As war looms, Park Heights may again become afterthought

March 18, 2003|By Michael Olesker

SOON WE CAN forget Park Heights Avenue again. The war will arrive any minute now, and slot machines and Pimlico Race Course and the ruins of Park Heights just outside the track will seem like civic afterthoughts once more.

The war will take away many things, including memory. For a few ticks of the clock, as the thinkers in Annapolis wrestled with the financial blessings of slot machines, they hinted at big money that might spill from Pimlico's proposed new gambling venture into Lower Park Heights, that stretch of battered and abandoned housing, liquor outlets, bail bond operations, check-cashing businesses and, not to be overlooked, lottery outlets running from Northern Parkway down to Park Circle.

The war will take away talk of any urgency about Park Heights. What the hell, it's been decaying for 30 years, so what's another decade or two? The war will take precedence now. It will drown out talk of Park Heights and every other piece of local business that doesn't seem a matter of imminent life and death.

In Washington, President Bush declares his "moment of truth" for the world. In Annapolis, Gov. Robert Ehrlich tries to convince a reluctant legislature that slot machine money can salvage his state budget without deep spending cuts. He does this with the clock winding down and legislators' attention drifting, and no one knowing the full extent that this war will take money away from neighborhoods, from schools, from highways and railways and all other wishful thinking.

On Park Heights yesterday, it was the usual. Under dismal morning rain, the line outside the Yellow Bowl to buy lottery tickets never stopped for a moment.

"We open at 6:45," said the woman named Michelle taking bets behind metal bars.

"You mean people are here at 6:45?" she was asked.

"No," she said, "they're here at a quarter of 6. But we don't open until 6:45. And then it's nonstop."

For $2 apiece, she sells betting guides, little books with advice on which three-digit combinations are "hot numbers." One is called Fast Eddie's Fast Hits. Another is called Grandma's Monthly Specials. On such deception, money is cast desperately to the wind. The state is implicitly tied to this, and yet arguments are still made to kill slots on the basis of morality.

On Park Heights Avenue, morality is sometimes considered a luxury. The police continue to call it one of the city's worst concentrations of drug traffic. Housing officials bemoan its dilapidated and abandoned buildings. For a few days, the backers of slot machines suggested great improvements might come to Park Heights from the overflow of new slot machine money.

Yesterday morning, no one outside the Yellow Bowl put much stock in such talk.

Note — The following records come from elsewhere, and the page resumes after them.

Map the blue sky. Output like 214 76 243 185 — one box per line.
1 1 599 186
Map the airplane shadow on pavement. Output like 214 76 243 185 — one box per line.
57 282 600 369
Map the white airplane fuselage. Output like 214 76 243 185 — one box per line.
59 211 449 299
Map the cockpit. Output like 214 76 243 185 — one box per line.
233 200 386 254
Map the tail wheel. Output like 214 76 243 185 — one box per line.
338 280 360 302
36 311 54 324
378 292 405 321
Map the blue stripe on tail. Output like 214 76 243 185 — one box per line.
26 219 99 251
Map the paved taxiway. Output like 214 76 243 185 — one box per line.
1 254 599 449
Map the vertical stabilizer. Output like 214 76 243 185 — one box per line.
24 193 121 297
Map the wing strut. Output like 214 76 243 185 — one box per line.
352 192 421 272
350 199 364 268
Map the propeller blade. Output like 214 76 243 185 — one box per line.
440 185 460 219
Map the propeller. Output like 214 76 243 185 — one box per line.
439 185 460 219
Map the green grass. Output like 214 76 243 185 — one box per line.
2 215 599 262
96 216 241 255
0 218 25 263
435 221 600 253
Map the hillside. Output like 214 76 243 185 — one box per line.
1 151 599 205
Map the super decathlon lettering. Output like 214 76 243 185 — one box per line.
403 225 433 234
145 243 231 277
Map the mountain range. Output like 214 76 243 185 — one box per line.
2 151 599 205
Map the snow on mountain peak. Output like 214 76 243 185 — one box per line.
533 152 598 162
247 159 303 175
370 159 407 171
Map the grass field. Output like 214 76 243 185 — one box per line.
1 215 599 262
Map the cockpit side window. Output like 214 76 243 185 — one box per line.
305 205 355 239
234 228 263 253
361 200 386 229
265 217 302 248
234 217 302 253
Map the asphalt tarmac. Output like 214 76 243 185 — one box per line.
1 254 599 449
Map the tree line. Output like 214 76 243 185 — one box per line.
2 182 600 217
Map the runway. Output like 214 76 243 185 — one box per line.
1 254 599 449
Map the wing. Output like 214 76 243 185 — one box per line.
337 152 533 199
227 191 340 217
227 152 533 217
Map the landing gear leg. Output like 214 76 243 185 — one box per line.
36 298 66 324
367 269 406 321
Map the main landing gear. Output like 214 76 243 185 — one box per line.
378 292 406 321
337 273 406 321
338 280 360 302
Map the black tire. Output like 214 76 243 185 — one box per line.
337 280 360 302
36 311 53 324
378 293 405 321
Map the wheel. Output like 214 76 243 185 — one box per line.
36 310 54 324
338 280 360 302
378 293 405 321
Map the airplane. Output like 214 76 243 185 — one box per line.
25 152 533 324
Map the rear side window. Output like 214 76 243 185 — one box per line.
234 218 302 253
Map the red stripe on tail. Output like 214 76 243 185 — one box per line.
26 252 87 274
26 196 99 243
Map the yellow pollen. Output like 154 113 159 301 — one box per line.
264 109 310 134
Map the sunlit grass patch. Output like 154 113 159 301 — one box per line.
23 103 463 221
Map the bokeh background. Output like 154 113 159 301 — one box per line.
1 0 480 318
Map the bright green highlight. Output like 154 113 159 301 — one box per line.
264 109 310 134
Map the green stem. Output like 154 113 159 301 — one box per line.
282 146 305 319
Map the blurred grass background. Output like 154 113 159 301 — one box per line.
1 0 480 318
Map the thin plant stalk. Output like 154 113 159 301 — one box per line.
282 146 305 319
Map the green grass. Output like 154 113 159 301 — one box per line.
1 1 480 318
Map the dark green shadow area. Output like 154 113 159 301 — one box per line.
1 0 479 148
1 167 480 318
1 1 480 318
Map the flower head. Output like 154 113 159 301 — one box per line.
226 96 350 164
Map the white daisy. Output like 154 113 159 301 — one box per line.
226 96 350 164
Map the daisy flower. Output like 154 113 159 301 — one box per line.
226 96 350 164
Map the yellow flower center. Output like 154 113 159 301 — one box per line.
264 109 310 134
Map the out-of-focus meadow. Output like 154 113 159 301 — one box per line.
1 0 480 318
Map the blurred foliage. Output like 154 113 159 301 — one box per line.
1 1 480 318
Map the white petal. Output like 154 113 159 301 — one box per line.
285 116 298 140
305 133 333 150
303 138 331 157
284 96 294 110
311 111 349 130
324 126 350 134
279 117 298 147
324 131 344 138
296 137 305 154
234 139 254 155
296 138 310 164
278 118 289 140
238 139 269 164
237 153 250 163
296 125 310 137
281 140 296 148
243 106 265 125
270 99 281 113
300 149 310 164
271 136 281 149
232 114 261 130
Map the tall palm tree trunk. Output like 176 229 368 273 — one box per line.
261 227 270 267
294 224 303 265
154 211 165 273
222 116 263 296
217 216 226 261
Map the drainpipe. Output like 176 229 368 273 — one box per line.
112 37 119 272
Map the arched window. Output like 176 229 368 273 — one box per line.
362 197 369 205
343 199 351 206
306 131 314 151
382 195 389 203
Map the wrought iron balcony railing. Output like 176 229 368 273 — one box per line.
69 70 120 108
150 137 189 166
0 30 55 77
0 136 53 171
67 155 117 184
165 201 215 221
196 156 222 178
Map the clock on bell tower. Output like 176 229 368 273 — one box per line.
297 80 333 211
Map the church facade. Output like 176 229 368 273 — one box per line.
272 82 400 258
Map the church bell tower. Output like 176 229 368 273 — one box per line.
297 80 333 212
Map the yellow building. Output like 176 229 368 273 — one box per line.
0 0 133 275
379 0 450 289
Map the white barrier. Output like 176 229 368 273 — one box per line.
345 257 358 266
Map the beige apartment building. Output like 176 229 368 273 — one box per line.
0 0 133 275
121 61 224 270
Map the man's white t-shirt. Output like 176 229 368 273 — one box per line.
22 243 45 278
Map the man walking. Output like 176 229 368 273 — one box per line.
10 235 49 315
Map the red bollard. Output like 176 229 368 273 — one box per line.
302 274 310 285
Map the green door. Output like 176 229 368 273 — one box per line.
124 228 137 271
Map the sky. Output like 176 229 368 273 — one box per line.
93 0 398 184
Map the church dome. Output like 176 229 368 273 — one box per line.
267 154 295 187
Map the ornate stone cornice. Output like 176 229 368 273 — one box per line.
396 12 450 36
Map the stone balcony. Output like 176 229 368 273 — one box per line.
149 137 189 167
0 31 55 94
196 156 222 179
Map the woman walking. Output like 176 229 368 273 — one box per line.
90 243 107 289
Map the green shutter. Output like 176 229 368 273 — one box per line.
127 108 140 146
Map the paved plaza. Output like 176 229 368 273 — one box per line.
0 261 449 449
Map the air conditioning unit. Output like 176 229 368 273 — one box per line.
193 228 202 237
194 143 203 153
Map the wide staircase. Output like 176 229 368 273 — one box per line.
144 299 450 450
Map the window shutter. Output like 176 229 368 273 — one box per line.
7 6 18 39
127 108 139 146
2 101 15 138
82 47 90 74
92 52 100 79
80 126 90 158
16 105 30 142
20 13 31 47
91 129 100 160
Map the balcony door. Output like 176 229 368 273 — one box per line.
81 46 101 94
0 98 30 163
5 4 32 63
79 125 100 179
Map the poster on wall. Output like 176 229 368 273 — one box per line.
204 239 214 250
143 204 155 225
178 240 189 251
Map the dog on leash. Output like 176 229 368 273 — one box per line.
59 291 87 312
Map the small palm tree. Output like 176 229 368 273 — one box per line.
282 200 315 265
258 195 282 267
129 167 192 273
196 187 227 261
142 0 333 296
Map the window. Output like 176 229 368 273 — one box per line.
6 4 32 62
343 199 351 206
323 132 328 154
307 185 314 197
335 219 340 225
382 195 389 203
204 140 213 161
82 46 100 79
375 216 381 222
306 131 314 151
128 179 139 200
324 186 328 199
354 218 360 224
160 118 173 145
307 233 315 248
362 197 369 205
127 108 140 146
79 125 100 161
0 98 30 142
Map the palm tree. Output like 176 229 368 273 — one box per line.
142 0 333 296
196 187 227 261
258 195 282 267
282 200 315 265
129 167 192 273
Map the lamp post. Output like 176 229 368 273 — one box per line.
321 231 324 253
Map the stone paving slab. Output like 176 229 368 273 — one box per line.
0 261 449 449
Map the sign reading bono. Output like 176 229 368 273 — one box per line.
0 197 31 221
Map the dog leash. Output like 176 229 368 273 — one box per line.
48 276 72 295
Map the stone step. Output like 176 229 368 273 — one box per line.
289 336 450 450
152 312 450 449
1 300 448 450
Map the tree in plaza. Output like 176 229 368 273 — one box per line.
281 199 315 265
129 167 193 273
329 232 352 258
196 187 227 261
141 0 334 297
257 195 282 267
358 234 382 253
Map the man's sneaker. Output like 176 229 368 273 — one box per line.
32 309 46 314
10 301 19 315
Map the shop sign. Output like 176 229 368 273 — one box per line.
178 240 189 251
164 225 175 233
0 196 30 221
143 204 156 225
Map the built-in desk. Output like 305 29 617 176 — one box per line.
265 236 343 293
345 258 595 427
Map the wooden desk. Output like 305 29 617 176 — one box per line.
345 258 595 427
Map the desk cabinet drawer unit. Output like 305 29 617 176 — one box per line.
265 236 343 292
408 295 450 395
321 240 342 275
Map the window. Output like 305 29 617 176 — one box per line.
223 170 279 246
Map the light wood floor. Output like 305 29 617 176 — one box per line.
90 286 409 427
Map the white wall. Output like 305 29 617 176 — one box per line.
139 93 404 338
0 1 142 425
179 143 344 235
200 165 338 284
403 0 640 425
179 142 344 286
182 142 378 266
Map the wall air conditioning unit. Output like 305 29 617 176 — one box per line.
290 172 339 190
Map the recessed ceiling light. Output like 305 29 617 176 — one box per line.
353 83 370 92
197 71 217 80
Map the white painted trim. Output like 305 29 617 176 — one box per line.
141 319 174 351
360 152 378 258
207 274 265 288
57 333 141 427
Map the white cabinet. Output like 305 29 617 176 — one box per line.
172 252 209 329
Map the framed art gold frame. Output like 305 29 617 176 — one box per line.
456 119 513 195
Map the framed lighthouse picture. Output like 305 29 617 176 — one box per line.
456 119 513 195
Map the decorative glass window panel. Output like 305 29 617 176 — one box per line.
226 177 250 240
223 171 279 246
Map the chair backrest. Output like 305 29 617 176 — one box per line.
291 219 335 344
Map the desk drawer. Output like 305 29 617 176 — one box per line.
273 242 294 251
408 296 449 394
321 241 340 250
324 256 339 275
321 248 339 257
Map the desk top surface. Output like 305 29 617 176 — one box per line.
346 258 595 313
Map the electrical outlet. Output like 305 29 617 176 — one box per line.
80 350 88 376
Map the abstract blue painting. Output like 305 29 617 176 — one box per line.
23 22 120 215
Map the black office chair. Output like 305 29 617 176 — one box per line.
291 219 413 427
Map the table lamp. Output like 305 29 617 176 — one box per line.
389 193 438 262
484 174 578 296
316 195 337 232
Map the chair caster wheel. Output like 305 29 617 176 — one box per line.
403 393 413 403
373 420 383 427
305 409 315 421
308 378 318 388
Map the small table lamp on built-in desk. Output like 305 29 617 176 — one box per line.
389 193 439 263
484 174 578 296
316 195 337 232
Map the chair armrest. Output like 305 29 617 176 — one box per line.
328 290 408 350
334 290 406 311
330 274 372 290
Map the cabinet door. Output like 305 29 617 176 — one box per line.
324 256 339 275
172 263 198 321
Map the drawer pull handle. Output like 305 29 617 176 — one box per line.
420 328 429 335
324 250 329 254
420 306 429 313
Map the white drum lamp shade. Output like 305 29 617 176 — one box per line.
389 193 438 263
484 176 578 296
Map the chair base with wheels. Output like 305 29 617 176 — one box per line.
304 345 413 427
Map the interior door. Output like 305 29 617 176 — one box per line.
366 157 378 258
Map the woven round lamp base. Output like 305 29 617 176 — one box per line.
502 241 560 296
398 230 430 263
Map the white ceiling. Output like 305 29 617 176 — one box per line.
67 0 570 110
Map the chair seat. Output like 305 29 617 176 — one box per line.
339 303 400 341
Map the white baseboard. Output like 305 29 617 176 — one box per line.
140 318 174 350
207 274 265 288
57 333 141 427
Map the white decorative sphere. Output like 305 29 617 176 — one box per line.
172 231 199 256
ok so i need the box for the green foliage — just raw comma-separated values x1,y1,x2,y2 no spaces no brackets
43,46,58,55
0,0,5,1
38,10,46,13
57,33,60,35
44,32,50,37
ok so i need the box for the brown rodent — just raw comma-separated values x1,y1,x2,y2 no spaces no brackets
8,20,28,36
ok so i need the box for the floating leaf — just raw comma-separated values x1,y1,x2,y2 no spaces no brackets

"They've been talking about fixing up Park Heights for years," said Frank Prentis, 61. "Over there, used to be a bicycle shop. Over there, clubs where you could sit and talk and not have people starting fights. Now it's bail bonds and check-cashing places." Prentis, at the edge of the lottery line, says he is unemployed.

"Billions of dollars are spent to bomb some other country," said Kandyce Hooker, 45. "And they claim they can't help this neighborhood, not for 30 or 40 years now. It should be gleaming, it should be a paradise. Instead, it's a place without any pride." Hooker, at the edge of the lottery line, says she is unemployed.

"Slot machines would make a difference," says Antoine Jones, 22, "because it'd bring in more people, which means it'd bring in more police. If people feel protected, they're not afraid to come into a neighborhood. If people feel safe, that's the start of good things." Jones says he is unemployed but studying for his high school equivalency test.

"Me, I'm from Carroll County," says Kelvin Mason, 40.

"What are you doing down here on Park Heights Avenue?" he is asked. He holds up a cup of coffee.

"You came all the way down here for the coffee?"

"That's it," he says. Plus, perhaps, any hacking business he can find. Along this stretch of Park Heights, there are plenty of people looking for rides -- and plenty more who feel this neighborhood has been taken for a ride. For decades now, it decays and fractures and bloodies itself, and people who run governments take such a condition for granted.

Now there will be one more reason not to think about making things better. The war will make everything else seem insignificant -- not only on Park Heights, but all those other decaying places we've learned to think of as acceptable losses. We don't need a war to ignore devastation in our own midst. War will just be the latest best excuse.